Among those that have conducted dependent
audits are Denver-based Qwest and the
Health reform concern
ConSova, a Lakewood-based company that conducts audits for clients including Tyco, Nissan Motors and Nokia, finds ineligibility rates of 11 percent to 13 percent, said chief executive Michael Smith.
"Health care costs are on the rise, and we're trying to help employers manage that. Health care is the third-largest cost-containment area available to them," Smith said. "Removing 12 percent of your ineligible beneficiaries can reduce your overall spend in health care by 4 to 6 percent."

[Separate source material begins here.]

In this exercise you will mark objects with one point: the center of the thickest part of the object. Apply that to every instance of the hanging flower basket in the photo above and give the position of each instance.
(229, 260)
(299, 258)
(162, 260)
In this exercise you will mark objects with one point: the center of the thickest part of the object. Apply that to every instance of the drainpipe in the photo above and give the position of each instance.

Many employers are worried that costs will climb even more under the health care reform act signed into law in March, Smith said.
Towers Watson found that 2 percent to 5
percent of dependents were ineligible in audits it conducted for
clients in the last three years, though in at least one case the
figure was as high as 10 percent, said John Fazio, a senior
consultant for the firm in
"It's not just a cost-cutting move, it's a good business practice. You're trying to make sure those covered really belong there," Fazio said. "You're not taking anything away from anybody who has a right to it."

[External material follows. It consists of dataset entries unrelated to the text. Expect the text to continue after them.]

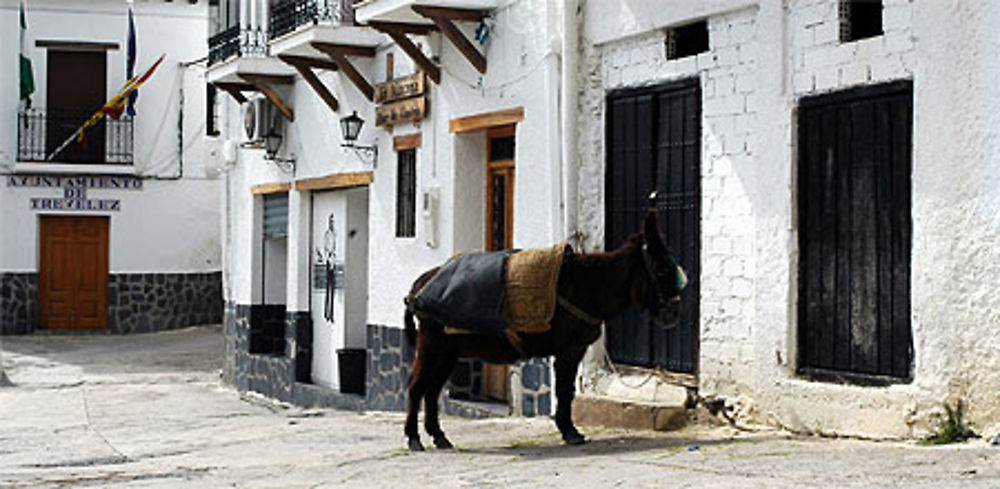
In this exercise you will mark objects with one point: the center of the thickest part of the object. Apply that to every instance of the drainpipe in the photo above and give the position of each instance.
(568, 110)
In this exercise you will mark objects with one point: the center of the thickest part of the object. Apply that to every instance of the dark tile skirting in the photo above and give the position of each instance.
(146, 302)
(18, 303)
(137, 302)
(389, 361)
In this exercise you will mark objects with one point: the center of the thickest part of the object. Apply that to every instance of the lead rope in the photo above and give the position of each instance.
(584, 316)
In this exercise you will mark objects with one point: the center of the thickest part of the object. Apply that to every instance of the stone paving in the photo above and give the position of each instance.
(148, 410)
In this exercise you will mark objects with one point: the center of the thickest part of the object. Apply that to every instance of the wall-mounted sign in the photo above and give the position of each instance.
(409, 110)
(75, 191)
(400, 88)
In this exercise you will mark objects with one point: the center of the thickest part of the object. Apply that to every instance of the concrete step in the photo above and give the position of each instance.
(590, 410)
(475, 409)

Examples include grandchildren, nieces, nephews and children-in-law being improperly claimed as dependents; ex-spouses remaining on the coverage without a court order; grown children claimed as dependents even though they're not students; and live-in partners counted as spouses. Each company has its own policies regarding who does and does not qualify as a dependent.
While cumbersome, the audits are justifiable as long as all employees take part, including senior managers, said Demetra Estephana Koelling, an adjunct professor at the University of Denver Sturm College of Law who specializes in employment law.
CU wraps up audit
Still, introducing a new and intrusive task in the workplace isn't easy. The University of Colorado sent out multiple letters and packets to staff earlier this year but is still working to finalize the paperwork for a few stragglers, said Jill Pollock, CU senior associate vice president and chief human resources officer.
The audit found nearly 1,000 ineligible dependents, or 5.6 percent of those covered by the university. Removing them from coverage, as the university did July 1, will save $2 million to $4 million annually, Pollock said. That's roughly 2 percent to 3 percent of its $120 million in annual health care costs.
Some employers require workers to reimburse them for past claims made by dependents found to be ineligible, but the trend appears to be moving away from that. CU didn't seek reimbursement, nor have clients of ConSova and Towers Watson. The idea, they said, is to cut future costs.
"We were not on a witch hunt. We were about behaving in a fiscally prudent way," Pollock said.
Qwest spokeswoman Diane Reberger said the company conducted a dependent audit within the past four years, resulting in "significant savings."
It's important for employees to provide documentation during dependent audits, the experts said. If they don't, they may lose coverage for all dependents, eligible or not.
Many employers are waiting until 2011 to conduct dependent audits because the new health care reform law extends coverage to dependent children through age 26, whether or not they're students. The change goes into effect next month, but most new health-plan years start Jan. 1.
"Companies don't want to take someone off the plan they'll have to put back on" in a few months, Fazio said.
Smith of ConSova said that while the majority of ineligible dependents are children improperly claimed, most of the savings come from eliminating ineligible adult dependents whose health care costs are higher.